The impactor apparently came in from the west (left). It dug a hole big enough to excavate material under the surface, which appears much darker. You can see the characteristic splatter pattern of chunks thrown out, dripping debris down in long plumes, too. This is pretty amazing; we don’t usually see this so cleanly in new craters!
The streak is interesting, too. [Rampant speculation follows.] I wonder if that’s from the shock wave as the rock slammed through the air. The rock would’ve been moving hypersonically, far faster than the speed of sound, so it would generate a shock wave, compressing the air in front of it violently. The rock hit first, then the shock wave thundered down. If I’m seeing this correctly, material blown up by the impact would have blown upward, and then the air moving above and to the left of the impact site would’ve been like a wall, blocking that debris from falling to the left. The material moving to the left would have fallen around the column of air, leaving that streak.
This may seem like just gee-whiz stuff, data like this is important. For one, impacts at interplanetary speeds are really hard to replicate in the lab, and the physics of hypersonic impacts is incredibly complicated. This is a nice in situ experiment for us to study.
For another, we’ve seen a lot of new craters on Mars, and this gives us a rate for impacts, something, oddly enough, astronomers and others who wish to prevent similar asteroid impacts on Earth are interested in.

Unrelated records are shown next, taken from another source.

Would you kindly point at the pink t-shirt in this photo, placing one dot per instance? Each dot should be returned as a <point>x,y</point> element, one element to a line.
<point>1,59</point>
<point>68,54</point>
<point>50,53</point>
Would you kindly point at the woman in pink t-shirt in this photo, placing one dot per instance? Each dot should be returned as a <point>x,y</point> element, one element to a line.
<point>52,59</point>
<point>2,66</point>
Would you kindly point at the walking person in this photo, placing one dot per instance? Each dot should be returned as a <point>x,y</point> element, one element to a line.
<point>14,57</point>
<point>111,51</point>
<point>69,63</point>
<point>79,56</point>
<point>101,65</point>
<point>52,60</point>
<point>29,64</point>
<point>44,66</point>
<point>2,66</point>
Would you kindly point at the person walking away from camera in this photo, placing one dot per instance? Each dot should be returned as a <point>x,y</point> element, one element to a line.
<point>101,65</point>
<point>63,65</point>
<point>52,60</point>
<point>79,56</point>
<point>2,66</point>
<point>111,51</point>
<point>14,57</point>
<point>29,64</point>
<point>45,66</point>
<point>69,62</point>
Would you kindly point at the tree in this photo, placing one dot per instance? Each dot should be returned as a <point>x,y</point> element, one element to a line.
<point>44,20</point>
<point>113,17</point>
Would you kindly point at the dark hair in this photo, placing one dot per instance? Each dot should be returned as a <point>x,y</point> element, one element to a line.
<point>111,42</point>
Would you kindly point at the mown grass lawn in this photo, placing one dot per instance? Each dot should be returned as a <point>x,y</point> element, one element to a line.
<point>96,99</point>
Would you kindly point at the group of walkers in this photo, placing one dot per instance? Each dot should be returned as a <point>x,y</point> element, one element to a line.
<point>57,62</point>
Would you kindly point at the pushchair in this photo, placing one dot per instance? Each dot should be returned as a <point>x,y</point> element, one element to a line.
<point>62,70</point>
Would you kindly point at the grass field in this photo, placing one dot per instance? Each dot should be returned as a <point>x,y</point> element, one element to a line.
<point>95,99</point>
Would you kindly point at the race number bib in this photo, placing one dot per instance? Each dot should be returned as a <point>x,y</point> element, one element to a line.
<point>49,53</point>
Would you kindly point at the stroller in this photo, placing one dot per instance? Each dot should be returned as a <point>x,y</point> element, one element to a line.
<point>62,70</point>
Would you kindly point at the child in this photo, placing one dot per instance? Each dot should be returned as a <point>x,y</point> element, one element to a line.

I suspect it also piques folks who are trying to figure out the ages of surface features on Mars; by watching this new crater over time, we’ll get an idea of how long it takes the various bits of it to fade.
For me personally, this is a reminder. When I was a little kid, we didn’t know much about Mars. Then we started sending probes there, and they returned pictures of a dry, dead planet, frozen in time. But that’s not true at all; Mars is a dynamic world, and that only becomes apparent when we go there and stay there. Change takes time, so we must spend the time to see it.